Find the general flow pattern of the network. Assuming that the flows are all nonnegative, what is the smallest possible value for $x_4$?
Points of Intersection: Flow In = Flow Out
A: $x_1+x_4 = x_2$
B: $x_2 = x_3 + 100$
C: $x_3 + 80 = x_4$
The total flow in equals the total flow out, so you can set up other equations…
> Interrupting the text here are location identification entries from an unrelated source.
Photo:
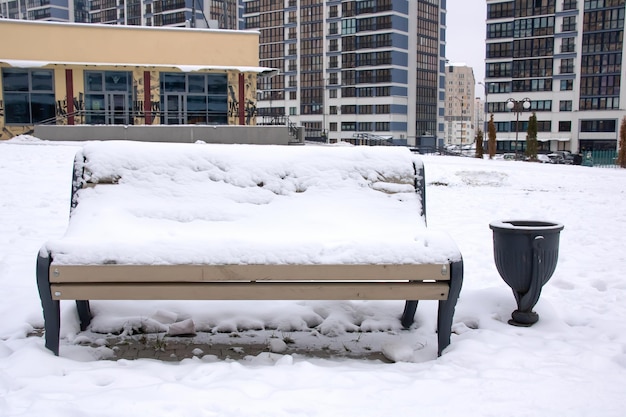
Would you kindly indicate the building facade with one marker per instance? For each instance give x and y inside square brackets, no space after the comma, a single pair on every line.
[460,116]
[365,72]
[223,14]
[564,57]
[196,76]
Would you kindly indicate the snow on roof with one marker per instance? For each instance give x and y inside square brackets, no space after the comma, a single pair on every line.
[185,68]
[249,204]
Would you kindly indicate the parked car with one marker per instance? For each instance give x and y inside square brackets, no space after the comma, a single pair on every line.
[561,157]
[544,159]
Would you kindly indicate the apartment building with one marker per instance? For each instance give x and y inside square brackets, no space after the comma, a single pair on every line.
[365,72]
[563,59]
[460,128]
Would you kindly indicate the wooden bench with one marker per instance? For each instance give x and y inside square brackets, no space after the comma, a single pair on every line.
[243,222]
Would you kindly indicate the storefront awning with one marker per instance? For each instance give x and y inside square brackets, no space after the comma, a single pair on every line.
[263,71]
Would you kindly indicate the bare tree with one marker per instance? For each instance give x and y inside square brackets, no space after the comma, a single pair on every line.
[479,144]
[621,155]
[531,138]
[492,137]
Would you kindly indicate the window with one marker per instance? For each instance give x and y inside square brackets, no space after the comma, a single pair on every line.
[194,98]
[567,66]
[569,24]
[598,126]
[568,45]
[28,96]
[565,126]
[108,97]
[569,4]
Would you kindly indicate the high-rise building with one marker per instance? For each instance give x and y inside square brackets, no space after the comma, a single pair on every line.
[563,59]
[359,71]
[459,107]
[365,71]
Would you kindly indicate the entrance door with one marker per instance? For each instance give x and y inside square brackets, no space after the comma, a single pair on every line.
[117,109]
[174,109]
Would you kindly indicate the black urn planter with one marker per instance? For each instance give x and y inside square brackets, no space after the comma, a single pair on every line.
[526,253]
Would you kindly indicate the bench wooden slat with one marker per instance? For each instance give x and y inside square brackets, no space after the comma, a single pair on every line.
[253,291]
[230,273]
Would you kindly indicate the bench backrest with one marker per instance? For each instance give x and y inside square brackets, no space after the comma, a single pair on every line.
[164,203]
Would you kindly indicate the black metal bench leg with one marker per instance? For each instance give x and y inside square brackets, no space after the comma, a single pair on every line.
[84,313]
[408,315]
[447,307]
[51,312]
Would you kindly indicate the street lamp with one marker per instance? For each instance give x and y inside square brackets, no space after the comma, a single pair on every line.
[517,106]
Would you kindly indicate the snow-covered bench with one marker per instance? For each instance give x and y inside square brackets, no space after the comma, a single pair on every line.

How do I turn this into a solvable matrix to get the answer?
Best Answer
Put it each column the corresponding variable, last column is used for constants. So rewrite each equation in the form $...=0$. Then, for $A$ we get $x_1-x_2+x_4=0$, $B$: $x_2-x_3-100=0$, $C$: $x_3-x_4+80=0$. Put that in a matrix: $ \begin{pmatrix} 1 & -1 & 0 & 1 & 0\\ 0 & 1 & -1 & 0 & -100\\ 0 & 0 & 1 & -1 & 80\\ \end{pmatrix} $
Solving that matrix results into $ \begin{pmatrix} 1 & 0 & 0 & 0 & 20\\ 0 & 1 & 0 & -1 & -20\\ 0 & 0 & 1 & -1 & 80\\ \end{pmatrix} $
So, in other words, $x_1=20, x_2=-x_4-20, x_3=-x_4+80$. Since the flows are non-negative, it must hold that $x_4\le -20$ (for $x_2\ge 0$) and $x_4 \le 80$ for $x_3 \ge 0$. So, $x_4 \le -20$. But that is not possible, since $x_4 \ge 0$ so there are no solutions.